What’s good about Interesting Times, given that I don’t like its protagonist, Rincewind the hapless wizard?
Cohen the Barbarian is back, ancient and sprightly and deadly as ever. Several other aged barbarian heroes join him for one last great caper. With this Silver Horde (of seven) is the Teacher, who has given up on the barbarities of school and thrown in his lot with real barbarianing, although he does try to show the Horde a thing or two about civilization, or about the virtues of not attacking armies of a hundred thousand when your marauding host is all of seven people. There’s a lovely pun about samizdat on page 183. The Emperor’s name is also a good riff on British tabloids. There are some good bits of Pratchett farce along the way; the book was fun to read and kept me going on a couple of days when I was not feeling well at all. But it’s a bit thin otherwise, especially compared to immediately previous Discworld books (and, I suspect, compared to the next one, Maskerade, which I have already started), and that’s without going into the problematic aspects of the faux-China/Japan where the novel is set. I think if I weren’t being a Discworld completist (at least for the novels, I have no idea if I will read the ancillary books), I would have skipped this one.

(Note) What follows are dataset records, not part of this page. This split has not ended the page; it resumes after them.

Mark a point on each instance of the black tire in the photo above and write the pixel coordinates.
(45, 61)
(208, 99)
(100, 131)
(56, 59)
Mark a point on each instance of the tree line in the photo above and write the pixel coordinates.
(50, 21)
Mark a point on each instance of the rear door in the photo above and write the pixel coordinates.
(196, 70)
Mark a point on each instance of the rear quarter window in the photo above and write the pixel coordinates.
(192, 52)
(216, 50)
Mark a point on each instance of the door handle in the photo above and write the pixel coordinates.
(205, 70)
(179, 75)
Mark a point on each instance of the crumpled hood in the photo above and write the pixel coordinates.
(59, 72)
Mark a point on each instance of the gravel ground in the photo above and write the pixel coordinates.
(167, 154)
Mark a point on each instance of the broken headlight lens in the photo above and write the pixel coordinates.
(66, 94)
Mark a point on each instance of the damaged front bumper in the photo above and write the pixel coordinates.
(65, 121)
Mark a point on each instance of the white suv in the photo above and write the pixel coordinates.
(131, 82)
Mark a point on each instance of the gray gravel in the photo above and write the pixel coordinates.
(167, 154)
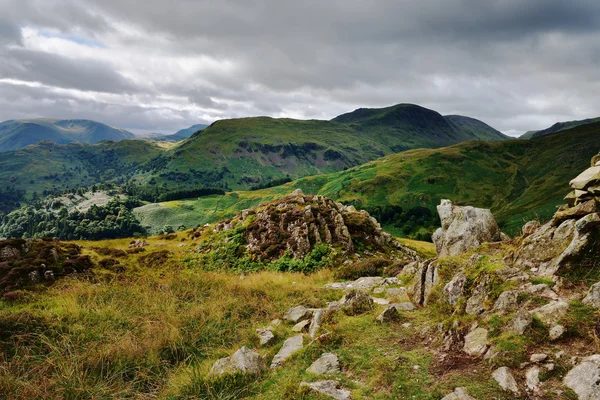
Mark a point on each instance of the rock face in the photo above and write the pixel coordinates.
(572, 238)
(584, 378)
(298, 222)
(328, 388)
(244, 360)
(458, 394)
(463, 229)
(357, 302)
(328, 363)
(506, 380)
(290, 346)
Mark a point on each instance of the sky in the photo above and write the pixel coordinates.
(159, 66)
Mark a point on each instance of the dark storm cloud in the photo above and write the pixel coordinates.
(517, 65)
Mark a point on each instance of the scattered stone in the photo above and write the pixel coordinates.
(315, 323)
(454, 289)
(592, 298)
(556, 332)
(297, 314)
(459, 394)
(521, 322)
(476, 343)
(532, 378)
(506, 380)
(537, 358)
(406, 306)
(463, 229)
(328, 388)
(357, 302)
(244, 360)
(507, 301)
(551, 312)
(265, 336)
(301, 326)
(290, 346)
(328, 363)
(389, 314)
(584, 378)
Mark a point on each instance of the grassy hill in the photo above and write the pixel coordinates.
(16, 134)
(241, 153)
(519, 180)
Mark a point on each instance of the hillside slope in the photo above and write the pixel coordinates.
(16, 134)
(241, 153)
(519, 180)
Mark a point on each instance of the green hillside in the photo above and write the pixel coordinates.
(16, 134)
(241, 153)
(517, 179)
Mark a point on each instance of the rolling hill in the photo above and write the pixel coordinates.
(16, 134)
(517, 179)
(242, 153)
(558, 127)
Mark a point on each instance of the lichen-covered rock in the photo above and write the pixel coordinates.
(244, 360)
(592, 297)
(506, 380)
(584, 378)
(454, 289)
(463, 229)
(476, 342)
(290, 346)
(357, 302)
(328, 363)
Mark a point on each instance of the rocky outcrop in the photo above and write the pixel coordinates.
(463, 229)
(244, 360)
(572, 238)
(297, 223)
(584, 378)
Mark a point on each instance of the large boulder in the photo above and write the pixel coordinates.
(463, 229)
(244, 360)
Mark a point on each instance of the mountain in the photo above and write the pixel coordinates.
(558, 127)
(16, 134)
(241, 153)
(517, 179)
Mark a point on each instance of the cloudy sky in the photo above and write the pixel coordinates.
(158, 66)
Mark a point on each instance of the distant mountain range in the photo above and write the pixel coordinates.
(559, 126)
(16, 134)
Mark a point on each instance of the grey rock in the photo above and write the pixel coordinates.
(297, 314)
(328, 363)
(454, 289)
(301, 326)
(507, 301)
(244, 360)
(290, 346)
(551, 312)
(584, 378)
(458, 394)
(476, 342)
(556, 332)
(463, 229)
(506, 380)
(521, 322)
(265, 336)
(328, 388)
(357, 302)
(315, 323)
(389, 314)
(592, 297)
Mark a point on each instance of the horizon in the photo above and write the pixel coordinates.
(516, 65)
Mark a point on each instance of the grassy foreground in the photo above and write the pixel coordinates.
(152, 324)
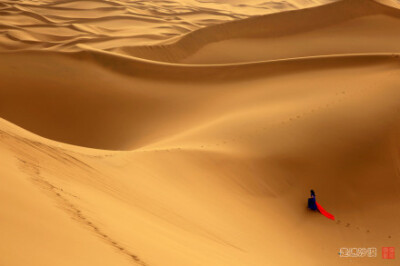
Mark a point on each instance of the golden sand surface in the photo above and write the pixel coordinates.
(188, 133)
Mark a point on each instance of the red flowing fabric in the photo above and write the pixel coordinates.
(325, 213)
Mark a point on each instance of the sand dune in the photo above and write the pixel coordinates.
(150, 133)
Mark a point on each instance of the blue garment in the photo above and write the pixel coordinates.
(311, 204)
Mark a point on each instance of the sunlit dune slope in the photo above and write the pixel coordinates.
(202, 150)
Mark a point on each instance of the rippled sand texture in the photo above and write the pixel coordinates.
(61, 25)
(190, 133)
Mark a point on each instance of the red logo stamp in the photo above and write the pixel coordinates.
(388, 253)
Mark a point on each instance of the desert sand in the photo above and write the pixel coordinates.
(190, 132)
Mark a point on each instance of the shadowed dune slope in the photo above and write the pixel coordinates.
(202, 150)
(351, 26)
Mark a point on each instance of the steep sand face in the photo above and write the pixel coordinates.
(200, 150)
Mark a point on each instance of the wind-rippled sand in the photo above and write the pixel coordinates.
(190, 132)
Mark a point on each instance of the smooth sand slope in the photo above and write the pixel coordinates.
(201, 149)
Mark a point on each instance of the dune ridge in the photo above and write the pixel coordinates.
(154, 134)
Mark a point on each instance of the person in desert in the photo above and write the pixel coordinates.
(312, 205)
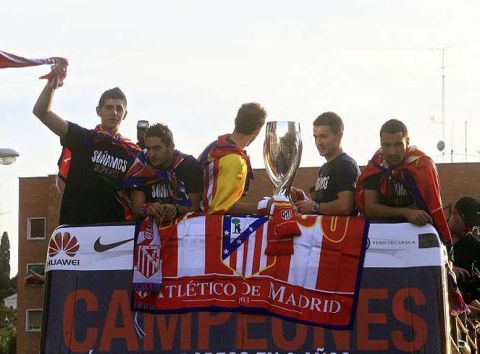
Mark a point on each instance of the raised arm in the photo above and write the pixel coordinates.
(43, 111)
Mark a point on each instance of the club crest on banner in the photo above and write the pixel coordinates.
(243, 248)
(149, 260)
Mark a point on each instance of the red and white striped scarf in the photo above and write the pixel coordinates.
(8, 60)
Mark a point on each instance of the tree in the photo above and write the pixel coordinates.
(4, 266)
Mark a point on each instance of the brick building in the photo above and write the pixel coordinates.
(38, 216)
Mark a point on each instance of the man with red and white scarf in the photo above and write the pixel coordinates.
(401, 183)
(94, 161)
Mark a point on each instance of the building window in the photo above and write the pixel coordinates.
(37, 268)
(36, 228)
(34, 320)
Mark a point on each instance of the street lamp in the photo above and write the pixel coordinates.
(7, 156)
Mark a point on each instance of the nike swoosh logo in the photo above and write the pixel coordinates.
(100, 247)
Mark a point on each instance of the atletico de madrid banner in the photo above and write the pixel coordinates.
(402, 303)
(219, 263)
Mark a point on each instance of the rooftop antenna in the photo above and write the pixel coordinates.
(441, 143)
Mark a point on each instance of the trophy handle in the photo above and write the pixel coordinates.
(282, 151)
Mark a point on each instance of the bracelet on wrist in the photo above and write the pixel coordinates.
(143, 209)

And what is it about Rincewind anyway? At the end of The Light Fantastic, I thought that Pratchett had freed him up for development by getting the Great Spell out of him and by separating him from Twoflower, the amiable tourist for whom everything goes right at considerable cost to everyone else nearby. It turns out that development was not what Pratchett had in mind. In three more books (Sourcery, Eric, and now Interesting Times) Rincewind is a nominal wizard unable to do magic. He runs away from everything. Events move around him, and it looks to other characters like he is having great effects, while he tells himself that he was just trying to get away from things. This kind of plotting, especially the fifth book featuring it, suspends my suspension of disbelief; the authorial hand is just too obvious. I’m rather at a loss to think of why Pratchett has him in another starring role.